Эта война, помимо всего прочего, оказывала серьезное влияние на общественное мнение, и Печорин замечает это. После того, когда он, спустившись на землю через окно в комнате Веры, сбивает драгунского капитана и бросается в кусты, в городе возникает паника. «Тревога между тем сделалась ужасная. Из крепости прискакал казак. Все зашевелилось; стали искать черкесов во всех кустах – и, разумеется, ничего не нашли». Но оснований для паники действительно имелось достаточно. Так, фон Торнау вспоминал, что в начале 1830-х гг. абреки часто прорывались небольшими партиями к Ставрополю, к Георгиевску и Минеральным Водам. [29]. Это подтверждал и декабрист А. Е. Розен, отмечая, что ранее «несколько отважных черкесов» делали иногда набеги на Пятигорск, на Кисловодск и их окрестности [30, с. 253]. Генерал Г. И. Филипсон также писал в своих воспоминаниях, что в 1836 году Кисловодск, несмотря на то, что охранялся артиллерией и регулярной пехотой, подвергся нападению горцев, «причем не обошлось без человеческих жертв» [31].
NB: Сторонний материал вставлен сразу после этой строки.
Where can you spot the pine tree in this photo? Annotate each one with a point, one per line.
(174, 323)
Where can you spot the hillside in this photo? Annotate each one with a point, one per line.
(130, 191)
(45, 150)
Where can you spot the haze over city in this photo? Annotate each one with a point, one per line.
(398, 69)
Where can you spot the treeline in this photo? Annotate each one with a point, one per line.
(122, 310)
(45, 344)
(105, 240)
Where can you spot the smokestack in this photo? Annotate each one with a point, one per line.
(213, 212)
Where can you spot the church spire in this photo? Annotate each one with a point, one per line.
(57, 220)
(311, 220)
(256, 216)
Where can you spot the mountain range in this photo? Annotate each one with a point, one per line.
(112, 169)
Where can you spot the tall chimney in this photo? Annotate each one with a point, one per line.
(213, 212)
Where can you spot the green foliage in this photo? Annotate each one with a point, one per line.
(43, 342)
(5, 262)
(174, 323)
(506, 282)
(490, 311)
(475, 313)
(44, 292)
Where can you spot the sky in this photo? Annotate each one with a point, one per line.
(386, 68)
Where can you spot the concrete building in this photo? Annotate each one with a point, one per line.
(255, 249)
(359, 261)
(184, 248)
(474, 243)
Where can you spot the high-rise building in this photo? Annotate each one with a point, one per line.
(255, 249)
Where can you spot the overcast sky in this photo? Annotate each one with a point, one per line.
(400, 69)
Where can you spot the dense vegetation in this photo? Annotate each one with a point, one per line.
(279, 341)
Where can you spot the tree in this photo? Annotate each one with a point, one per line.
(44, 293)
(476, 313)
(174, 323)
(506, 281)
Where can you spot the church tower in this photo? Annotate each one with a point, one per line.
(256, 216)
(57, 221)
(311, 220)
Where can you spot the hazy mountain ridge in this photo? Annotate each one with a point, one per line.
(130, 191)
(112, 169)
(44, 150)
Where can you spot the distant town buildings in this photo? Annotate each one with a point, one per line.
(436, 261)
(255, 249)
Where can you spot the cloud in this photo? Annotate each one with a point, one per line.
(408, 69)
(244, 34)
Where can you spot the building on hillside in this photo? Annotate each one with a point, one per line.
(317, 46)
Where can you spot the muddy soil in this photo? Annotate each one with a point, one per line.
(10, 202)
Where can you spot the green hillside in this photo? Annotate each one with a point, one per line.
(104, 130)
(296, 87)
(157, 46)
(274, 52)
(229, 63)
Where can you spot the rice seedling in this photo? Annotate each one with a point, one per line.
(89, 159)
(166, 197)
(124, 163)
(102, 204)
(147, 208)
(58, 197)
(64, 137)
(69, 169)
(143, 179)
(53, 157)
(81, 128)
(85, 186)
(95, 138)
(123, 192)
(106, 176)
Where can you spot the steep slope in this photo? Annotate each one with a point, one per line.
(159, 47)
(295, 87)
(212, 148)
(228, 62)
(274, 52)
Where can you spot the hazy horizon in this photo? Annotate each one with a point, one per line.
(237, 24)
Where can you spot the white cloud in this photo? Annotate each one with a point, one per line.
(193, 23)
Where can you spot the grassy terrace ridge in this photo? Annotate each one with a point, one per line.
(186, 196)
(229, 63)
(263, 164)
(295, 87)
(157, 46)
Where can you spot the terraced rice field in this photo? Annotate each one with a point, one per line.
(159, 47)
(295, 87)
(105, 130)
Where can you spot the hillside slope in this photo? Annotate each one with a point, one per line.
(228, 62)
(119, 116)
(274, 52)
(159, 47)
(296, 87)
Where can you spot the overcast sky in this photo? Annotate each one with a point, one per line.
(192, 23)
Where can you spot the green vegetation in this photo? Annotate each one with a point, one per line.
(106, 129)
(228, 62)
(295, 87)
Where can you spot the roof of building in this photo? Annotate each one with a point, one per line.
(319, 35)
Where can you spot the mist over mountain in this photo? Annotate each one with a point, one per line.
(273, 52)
Но война войной, – все в той или иной степени уже привыкли к ней, а главный вопрос, поставленный в этой повести – это вопрос о любви. Имел ли право Печорин так поступать с юной девушкой, то есть, как говорила княжна Мери, «возмутить ее душу и потом оставить?». Она с болью спрашивает его об этом, потому что не хочет верить в такой исход: «Это было бы так подло, так низко, что одно предположение… о нет! не правда ли..». Печорин опытный сердцеед, но он офицер и поэтому никогда, еще раз подчеркнем это – никогда, не перейдет ту черту, которая может разрушить репутацию доверившейся ему девушки. Он бережет ее и поэтому постоянно наблюдает и оглядывается – «мы ехали сзади; никто не видал». Но еще ранее он пишет: «Сажая княжну в карету, я быстро прижал ее маленькую ручку к губам своим. Было темно, и никто не мог этого видеть». Это была его игра – игра на грани чести и бесчестья, но как легко можно перейти эту грань в реальной жизни.
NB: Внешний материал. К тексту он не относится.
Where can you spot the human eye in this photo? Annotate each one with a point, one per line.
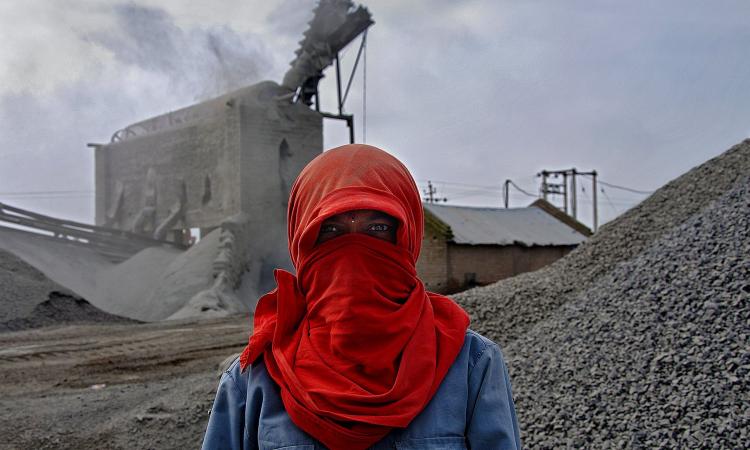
(329, 228)
(379, 227)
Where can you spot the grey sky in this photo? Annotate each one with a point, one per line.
(469, 92)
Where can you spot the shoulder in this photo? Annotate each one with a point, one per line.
(478, 347)
(232, 377)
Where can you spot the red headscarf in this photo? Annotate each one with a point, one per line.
(355, 343)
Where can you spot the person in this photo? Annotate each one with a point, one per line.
(353, 352)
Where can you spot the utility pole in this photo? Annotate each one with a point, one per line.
(596, 215)
(569, 192)
(506, 192)
(574, 206)
(430, 194)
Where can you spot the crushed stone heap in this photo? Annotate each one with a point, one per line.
(28, 299)
(640, 338)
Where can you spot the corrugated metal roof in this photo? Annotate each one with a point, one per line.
(523, 226)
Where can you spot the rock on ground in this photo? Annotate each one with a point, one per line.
(641, 337)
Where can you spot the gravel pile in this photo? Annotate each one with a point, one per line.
(28, 299)
(506, 310)
(61, 309)
(22, 287)
(641, 337)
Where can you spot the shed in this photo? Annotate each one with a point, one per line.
(469, 246)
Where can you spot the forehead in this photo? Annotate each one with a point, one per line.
(362, 214)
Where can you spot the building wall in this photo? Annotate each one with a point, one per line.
(238, 153)
(484, 264)
(191, 152)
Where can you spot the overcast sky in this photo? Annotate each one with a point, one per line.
(466, 93)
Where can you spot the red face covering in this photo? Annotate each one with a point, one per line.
(355, 343)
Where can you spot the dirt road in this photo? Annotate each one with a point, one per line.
(118, 386)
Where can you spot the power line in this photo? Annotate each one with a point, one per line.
(624, 188)
(523, 191)
(364, 88)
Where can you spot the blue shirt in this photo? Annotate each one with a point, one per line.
(473, 408)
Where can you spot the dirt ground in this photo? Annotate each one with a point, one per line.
(115, 386)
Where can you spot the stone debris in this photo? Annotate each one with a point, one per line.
(640, 338)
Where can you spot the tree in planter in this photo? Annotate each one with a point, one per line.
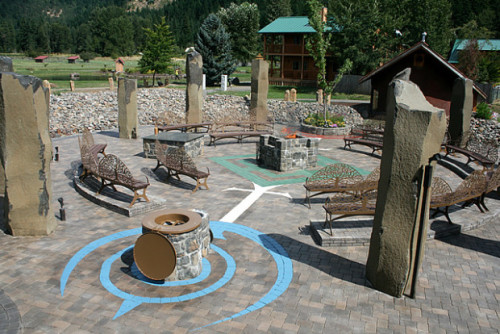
(214, 45)
(158, 50)
(318, 44)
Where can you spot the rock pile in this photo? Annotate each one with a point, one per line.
(72, 112)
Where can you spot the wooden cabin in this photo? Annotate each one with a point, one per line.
(431, 72)
(290, 63)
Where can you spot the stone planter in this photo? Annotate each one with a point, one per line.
(284, 154)
(324, 131)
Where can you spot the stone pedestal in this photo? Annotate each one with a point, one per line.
(25, 155)
(127, 108)
(460, 111)
(284, 154)
(259, 89)
(413, 134)
(194, 88)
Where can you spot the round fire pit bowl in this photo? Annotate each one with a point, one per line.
(171, 221)
(189, 234)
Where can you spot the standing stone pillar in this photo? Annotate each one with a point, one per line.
(413, 134)
(25, 155)
(460, 111)
(46, 84)
(287, 95)
(194, 88)
(5, 66)
(259, 89)
(319, 96)
(293, 95)
(127, 108)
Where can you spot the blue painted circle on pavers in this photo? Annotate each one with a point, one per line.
(283, 264)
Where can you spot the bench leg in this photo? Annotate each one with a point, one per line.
(137, 196)
(158, 164)
(199, 183)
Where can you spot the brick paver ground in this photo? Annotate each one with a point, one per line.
(458, 289)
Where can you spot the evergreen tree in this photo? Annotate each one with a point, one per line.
(277, 8)
(158, 49)
(7, 37)
(214, 45)
(242, 24)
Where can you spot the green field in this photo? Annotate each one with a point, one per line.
(96, 72)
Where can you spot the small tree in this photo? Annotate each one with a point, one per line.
(158, 49)
(318, 44)
(242, 24)
(214, 45)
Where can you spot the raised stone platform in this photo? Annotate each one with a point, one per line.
(117, 201)
(324, 131)
(284, 154)
(192, 143)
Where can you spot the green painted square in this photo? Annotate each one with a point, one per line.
(246, 167)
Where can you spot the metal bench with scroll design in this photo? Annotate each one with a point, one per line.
(177, 162)
(341, 205)
(112, 171)
(484, 152)
(363, 136)
(338, 177)
(470, 190)
(239, 130)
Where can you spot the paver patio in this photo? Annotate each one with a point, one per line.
(326, 291)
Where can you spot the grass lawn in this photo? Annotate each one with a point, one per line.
(93, 75)
(303, 93)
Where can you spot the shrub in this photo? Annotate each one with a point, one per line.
(332, 121)
(483, 111)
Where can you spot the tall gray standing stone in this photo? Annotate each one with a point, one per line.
(127, 108)
(259, 89)
(413, 135)
(194, 89)
(460, 111)
(25, 154)
(5, 66)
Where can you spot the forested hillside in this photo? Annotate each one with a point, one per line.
(115, 27)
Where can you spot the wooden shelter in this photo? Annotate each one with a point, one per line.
(431, 72)
(285, 48)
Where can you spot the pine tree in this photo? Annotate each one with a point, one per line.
(242, 24)
(158, 49)
(214, 45)
(277, 8)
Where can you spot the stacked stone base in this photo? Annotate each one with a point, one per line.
(287, 154)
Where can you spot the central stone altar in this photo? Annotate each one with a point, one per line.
(284, 154)
(192, 142)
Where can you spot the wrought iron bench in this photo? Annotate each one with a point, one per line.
(363, 202)
(368, 137)
(338, 178)
(492, 184)
(112, 171)
(177, 162)
(470, 190)
(239, 130)
(186, 127)
(476, 150)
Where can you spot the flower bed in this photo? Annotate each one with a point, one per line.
(329, 131)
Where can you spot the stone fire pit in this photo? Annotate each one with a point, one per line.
(284, 154)
(189, 234)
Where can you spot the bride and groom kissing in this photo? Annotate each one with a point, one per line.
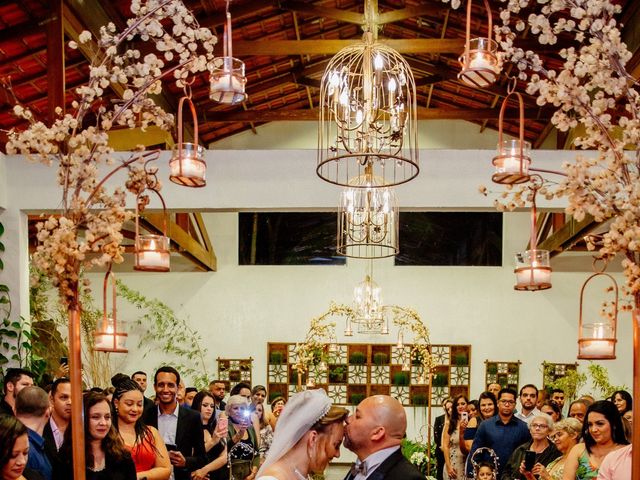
(310, 431)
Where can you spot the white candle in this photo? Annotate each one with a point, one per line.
(479, 61)
(596, 348)
(191, 168)
(152, 259)
(540, 276)
(227, 86)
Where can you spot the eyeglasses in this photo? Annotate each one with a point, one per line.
(539, 426)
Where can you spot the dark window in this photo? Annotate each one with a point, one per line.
(277, 238)
(450, 238)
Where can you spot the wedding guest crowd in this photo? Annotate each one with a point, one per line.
(182, 433)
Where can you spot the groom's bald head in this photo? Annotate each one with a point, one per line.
(379, 422)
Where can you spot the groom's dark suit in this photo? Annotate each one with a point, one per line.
(189, 439)
(395, 467)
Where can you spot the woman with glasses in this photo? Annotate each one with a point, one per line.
(453, 430)
(545, 451)
(602, 433)
(565, 436)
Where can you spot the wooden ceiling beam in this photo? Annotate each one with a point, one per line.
(277, 48)
(312, 114)
(55, 61)
(202, 256)
(323, 12)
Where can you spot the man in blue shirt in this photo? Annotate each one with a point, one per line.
(503, 433)
(33, 409)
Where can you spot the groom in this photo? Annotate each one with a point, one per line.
(374, 434)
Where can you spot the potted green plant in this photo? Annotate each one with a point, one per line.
(381, 358)
(357, 358)
(400, 378)
(276, 357)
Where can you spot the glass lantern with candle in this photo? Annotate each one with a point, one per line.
(533, 270)
(479, 61)
(187, 166)
(152, 253)
(108, 340)
(512, 162)
(597, 341)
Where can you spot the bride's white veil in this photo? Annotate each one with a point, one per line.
(300, 413)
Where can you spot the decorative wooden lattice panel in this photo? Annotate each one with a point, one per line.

Следующим этапом этой игры стал вызов на дуэль. Главный герой пишет: «Судьба вторично доставила мне случай подслушать разговор, который должен был решить его участь». Здесь, конечно, определила намерения его недоброжелателей не судьба, а твердое желание Печорина разгадать замыслы противника, понять логику его действий. Он ведет себя в данной ситуации так, как должен вести себя любой достойный офицер, планирующий военную операцию. Только операция эта, увы! другого рода.
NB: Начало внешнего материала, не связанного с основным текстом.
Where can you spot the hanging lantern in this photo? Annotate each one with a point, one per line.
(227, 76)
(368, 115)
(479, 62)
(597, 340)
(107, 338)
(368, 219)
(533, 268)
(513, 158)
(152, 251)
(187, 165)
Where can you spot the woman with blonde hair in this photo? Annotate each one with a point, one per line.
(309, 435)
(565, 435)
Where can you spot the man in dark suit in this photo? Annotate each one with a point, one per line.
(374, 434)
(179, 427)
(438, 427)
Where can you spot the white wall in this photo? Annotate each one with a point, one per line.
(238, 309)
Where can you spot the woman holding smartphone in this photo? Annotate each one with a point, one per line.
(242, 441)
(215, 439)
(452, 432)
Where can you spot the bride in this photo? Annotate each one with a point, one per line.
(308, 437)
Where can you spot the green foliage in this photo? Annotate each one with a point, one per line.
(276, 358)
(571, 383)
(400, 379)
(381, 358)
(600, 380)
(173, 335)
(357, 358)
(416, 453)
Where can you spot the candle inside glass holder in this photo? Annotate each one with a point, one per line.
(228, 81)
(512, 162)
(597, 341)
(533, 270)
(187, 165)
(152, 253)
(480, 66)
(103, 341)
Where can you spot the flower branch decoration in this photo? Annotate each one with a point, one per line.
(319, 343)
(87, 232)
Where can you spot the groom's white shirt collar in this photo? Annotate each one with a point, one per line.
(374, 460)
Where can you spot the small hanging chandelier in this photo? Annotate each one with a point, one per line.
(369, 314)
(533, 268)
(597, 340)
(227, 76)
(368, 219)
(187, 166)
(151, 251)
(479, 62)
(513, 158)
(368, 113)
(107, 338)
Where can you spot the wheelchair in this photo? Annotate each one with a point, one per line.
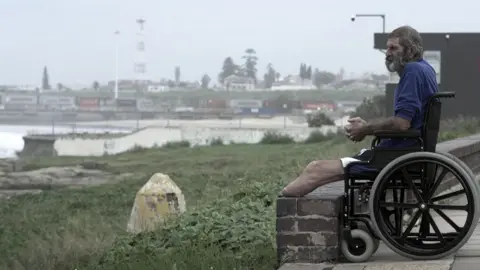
(415, 172)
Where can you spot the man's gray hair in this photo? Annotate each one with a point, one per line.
(410, 40)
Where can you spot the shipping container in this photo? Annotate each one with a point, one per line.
(282, 106)
(107, 104)
(246, 111)
(245, 103)
(88, 104)
(57, 102)
(320, 106)
(21, 99)
(213, 103)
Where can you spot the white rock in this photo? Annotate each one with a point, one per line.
(154, 202)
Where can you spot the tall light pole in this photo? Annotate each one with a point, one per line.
(381, 16)
(117, 33)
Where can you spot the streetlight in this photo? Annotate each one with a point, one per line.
(382, 16)
(442, 80)
(117, 33)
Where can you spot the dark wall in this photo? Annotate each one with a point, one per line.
(460, 68)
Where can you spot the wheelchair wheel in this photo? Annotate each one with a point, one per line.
(422, 173)
(360, 248)
(464, 166)
(376, 241)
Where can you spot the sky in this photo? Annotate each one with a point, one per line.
(75, 39)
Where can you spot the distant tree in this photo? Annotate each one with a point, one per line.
(277, 76)
(45, 80)
(321, 78)
(302, 71)
(95, 85)
(177, 74)
(171, 83)
(251, 60)
(229, 68)
(205, 81)
(269, 77)
(305, 72)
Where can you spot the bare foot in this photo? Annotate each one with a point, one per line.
(316, 173)
(308, 181)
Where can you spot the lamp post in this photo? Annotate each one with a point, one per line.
(443, 80)
(381, 16)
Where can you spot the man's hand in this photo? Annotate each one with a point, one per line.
(357, 130)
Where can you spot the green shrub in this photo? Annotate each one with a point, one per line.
(231, 227)
(271, 137)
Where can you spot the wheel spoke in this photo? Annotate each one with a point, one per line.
(398, 205)
(448, 195)
(436, 183)
(434, 226)
(410, 226)
(410, 183)
(447, 219)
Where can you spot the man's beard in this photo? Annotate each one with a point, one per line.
(394, 63)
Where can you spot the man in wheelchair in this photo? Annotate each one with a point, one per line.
(417, 84)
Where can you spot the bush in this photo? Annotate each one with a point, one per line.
(271, 137)
(214, 227)
(318, 119)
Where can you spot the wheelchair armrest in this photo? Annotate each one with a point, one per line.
(411, 133)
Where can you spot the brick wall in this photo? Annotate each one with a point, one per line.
(308, 227)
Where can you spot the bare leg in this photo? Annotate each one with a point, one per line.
(317, 173)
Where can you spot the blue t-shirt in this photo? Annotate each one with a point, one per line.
(417, 83)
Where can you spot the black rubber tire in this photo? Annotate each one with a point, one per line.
(470, 182)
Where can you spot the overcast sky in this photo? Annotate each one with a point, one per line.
(75, 38)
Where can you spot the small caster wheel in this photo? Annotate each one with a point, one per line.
(360, 248)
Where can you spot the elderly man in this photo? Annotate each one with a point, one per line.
(417, 83)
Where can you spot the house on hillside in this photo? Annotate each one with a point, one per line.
(293, 82)
(238, 83)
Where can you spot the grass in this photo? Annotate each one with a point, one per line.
(229, 224)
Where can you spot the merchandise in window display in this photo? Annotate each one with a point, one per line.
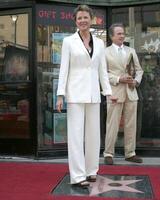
(60, 128)
(16, 64)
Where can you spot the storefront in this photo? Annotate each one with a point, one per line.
(31, 34)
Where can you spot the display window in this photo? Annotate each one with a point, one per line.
(14, 76)
(52, 25)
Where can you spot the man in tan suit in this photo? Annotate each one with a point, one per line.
(123, 84)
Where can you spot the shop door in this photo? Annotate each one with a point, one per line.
(15, 83)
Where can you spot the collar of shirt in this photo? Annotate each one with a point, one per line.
(117, 47)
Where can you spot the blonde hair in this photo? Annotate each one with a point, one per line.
(83, 8)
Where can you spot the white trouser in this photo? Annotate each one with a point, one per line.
(83, 122)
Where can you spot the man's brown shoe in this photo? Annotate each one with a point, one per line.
(108, 160)
(135, 159)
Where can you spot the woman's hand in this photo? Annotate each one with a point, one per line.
(59, 103)
(112, 98)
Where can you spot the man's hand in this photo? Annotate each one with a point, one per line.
(126, 79)
(59, 103)
(133, 84)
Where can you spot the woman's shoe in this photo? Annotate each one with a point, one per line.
(82, 184)
(92, 178)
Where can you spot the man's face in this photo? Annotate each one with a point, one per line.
(118, 36)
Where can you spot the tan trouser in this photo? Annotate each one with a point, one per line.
(114, 112)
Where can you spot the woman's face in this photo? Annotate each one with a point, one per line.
(83, 20)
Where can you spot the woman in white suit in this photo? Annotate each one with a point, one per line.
(82, 67)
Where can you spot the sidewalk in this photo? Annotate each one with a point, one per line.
(150, 161)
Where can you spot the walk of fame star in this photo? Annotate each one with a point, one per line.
(104, 184)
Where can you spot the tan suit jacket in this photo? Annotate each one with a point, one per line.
(116, 68)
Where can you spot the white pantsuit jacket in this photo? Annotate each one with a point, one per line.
(80, 74)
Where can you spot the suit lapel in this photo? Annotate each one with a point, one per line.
(80, 44)
(115, 54)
Помогает ему и то обстоятельство, что в кружке его противников нет согласия. Когда Грушницкий позорит княжну Мери в присутствии других офицеров («Какова княжна? а? Ну, уж признаюсь, московские барышни! после этого чему же можно верить?»), то как офицеры реагируют на это? Одобряют ли они поведение Грушницкого? Оказывается, нет, более того, они трезво оценивают ситуацию – Печорин отбил княжну у Грушницкого и самолюбие того задето. Поэтому «вокруг Грушницкого раздался ропот недоверчивости». Но когда тот сказал: «Вы не верите?… даю вам честное, благородное слово, что все это сущая правда, и в доказательство я вам, пожалуй, назову этого господина», то есть, Печорина, все замолчали – слово офицера было свято.